Since 2018, a YouTube channel, Women Farting, has been collating videos of celebrity women from India and around the world admitting to breaking wind in public places unabashedly.

In an episode of the recently concluded Netflix British comedy-drama, Sex Education, the character of Aimee Gibbs (played by Aimee Lou Wood) preempts in front of a police officer rather matter-of-factly that she tends to fart when nervous. It ensures the officer sees her with compassion instead of accentuating her anxiety during an enquiry.

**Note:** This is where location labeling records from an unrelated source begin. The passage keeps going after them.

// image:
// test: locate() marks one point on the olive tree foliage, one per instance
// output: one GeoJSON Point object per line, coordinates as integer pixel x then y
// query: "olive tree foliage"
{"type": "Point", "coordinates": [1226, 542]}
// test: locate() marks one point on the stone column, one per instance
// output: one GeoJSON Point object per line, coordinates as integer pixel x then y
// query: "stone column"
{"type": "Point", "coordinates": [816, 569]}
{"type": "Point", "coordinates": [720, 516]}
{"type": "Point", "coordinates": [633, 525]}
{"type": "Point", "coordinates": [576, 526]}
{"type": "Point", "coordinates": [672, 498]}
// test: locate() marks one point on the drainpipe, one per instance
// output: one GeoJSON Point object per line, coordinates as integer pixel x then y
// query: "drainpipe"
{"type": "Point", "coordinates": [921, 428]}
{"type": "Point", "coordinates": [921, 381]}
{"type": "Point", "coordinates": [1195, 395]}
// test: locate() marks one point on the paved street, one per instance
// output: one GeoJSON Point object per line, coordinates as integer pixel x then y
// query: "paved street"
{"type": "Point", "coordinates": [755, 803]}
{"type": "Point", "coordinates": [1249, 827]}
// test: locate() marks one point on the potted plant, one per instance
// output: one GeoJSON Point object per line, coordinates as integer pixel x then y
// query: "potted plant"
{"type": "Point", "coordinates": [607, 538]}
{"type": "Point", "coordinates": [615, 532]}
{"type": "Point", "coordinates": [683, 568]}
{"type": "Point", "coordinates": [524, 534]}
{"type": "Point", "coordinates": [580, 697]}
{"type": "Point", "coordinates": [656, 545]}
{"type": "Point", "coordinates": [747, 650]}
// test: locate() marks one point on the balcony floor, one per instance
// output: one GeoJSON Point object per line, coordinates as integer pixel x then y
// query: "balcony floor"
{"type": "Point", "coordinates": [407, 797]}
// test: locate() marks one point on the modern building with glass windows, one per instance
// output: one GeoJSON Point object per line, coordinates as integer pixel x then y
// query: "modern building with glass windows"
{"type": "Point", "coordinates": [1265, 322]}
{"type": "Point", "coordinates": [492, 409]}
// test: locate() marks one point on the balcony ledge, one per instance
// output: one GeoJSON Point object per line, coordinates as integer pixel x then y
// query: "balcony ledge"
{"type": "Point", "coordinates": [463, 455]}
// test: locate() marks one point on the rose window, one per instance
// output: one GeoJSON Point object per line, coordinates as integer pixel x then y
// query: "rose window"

A screen grab from Be Melodramatic
A screen grab from Be Melodramatic

A 2019 Korean drama called Be Melodramatic has an hour-long episode that addresses the unnecessary attention women’s flatulence gets and how that needs to change. A segment from this episode involves a 30-year-old screenwriter, Lim Jin-joo (played by Chun Woo-hee), nudging her mother to let go of her inhibitions and start farting in front of her husband, Jin-joo’s father. The father, not realising that this is not a sudden development, gently asks Jin-Joo’s mother to do some medical tests saying a friend mocked and ignored his wife’s flatulence that was later found to be one of the symptoms of a fatal disease she succumbed to.

Meanwhile on the internet, women, like Emma Martin of South Carolina in the US, have also emerged as fartfluencers (?) in the last year, to cash in on online users’ fart fetish. According to media reports, Martin, 48, makes about $4,200 a month by selling custom-made videos of her “flatulence camming” on the online content subscription service, OnlyFans.

My favourite fart-shame warrior, though, is Rawsan Hallak, a stand-up comic from Jordan who talks about farts in Arabic, wearing her hijab like a crown. “Every fart has a distinct personality,” she says in her segment on Comedians of the World, a Netflix show from 2019. Her favourite [fart] is the one that usually needs an empty space, and is often accompanied by a weird movement. Its owner lives happily and peacefully, she claims.

During the 30-minute show, she reproduces her own fart sounds, takes control of the post-fart power dynamic, and certainly makes a lot of people around her a wee bit awkward. In pure internetspeak, Hallak is #FartGoals.